Global markets are bracing for a worsening energy crisis, with judgments suggesting a difficult period ahead. The current situation draws parallels to the energy shock experienced in 2022, following Russia's invasion of Ukraine. The economic impact is expected to be broadly similar, contingent on a swift resolution to the ongoing conflict.
If the conflict extends through the summer, the effects could surpass those of 2022. A durable ceasefire might allow the world economy to recover, though the UK's performance remains uncertain. Four years ago, fears of gas shortages in Europe were prevalent, but the continent managed by importing some Russian gas and increasing liquefied natural gas purchases.
Despite not directly importing Russian gas, the UK experienced higher energy bills due to increased global prices, affecting electricity costs as well. Petrol and diesel prices also surged. The 2022 gas price hikes impacted food costs due to rising fertiliser prices, leading to double-digit inflation.

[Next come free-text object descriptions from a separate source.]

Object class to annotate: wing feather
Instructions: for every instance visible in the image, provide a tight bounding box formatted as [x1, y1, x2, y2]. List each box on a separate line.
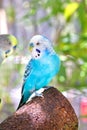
[21, 59, 33, 94]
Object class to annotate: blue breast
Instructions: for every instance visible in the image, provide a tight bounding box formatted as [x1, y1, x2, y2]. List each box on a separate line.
[24, 51, 60, 93]
[32, 52, 60, 90]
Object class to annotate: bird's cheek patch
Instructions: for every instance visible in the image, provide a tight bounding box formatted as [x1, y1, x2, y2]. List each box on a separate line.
[36, 49, 41, 53]
[31, 49, 41, 59]
[35, 53, 41, 58]
[34, 49, 41, 58]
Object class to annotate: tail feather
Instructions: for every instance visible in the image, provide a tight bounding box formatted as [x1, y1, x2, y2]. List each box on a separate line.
[16, 95, 25, 110]
[17, 90, 34, 110]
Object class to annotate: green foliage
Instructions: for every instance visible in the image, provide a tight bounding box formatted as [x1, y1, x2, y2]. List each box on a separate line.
[64, 2, 79, 20]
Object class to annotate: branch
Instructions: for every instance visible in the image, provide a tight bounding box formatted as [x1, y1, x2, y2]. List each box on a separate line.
[0, 87, 78, 130]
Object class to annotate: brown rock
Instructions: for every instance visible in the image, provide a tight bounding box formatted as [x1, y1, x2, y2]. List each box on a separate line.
[0, 87, 78, 130]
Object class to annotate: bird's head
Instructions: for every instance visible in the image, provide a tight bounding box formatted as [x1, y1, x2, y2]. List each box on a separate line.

While a full economic catastrophe was averted in 2022, with growth stalling but recession avoided and unemployment remaining low, the current scenario presents different challenges. The Middle East is a larger energy producer, and while forecasts predict inflation below 2022's peak, concerns are mounting over the UK's weakened financial position.

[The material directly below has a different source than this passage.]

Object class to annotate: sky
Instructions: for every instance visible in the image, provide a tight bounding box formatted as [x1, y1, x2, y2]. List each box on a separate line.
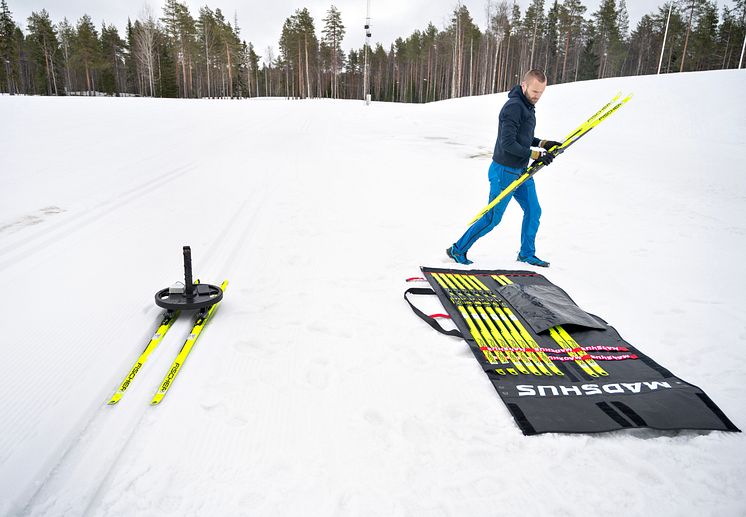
[6, 0, 738, 64]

Unlike four years ago, the UK's debt financing costs are significantly higher, with government bond yields reaching their highest levels since 2008. Furthermore, UK inflation has been higher than in other G7 nations recently. The markets are predicting further interest rate increases, not decreases.
The severity of the situation hinges on the conflict's duration and its impact on Middle Eastern oil and gas production. Coping effectively requires sound government finances and low underlying inflation, both of which are currently lacking.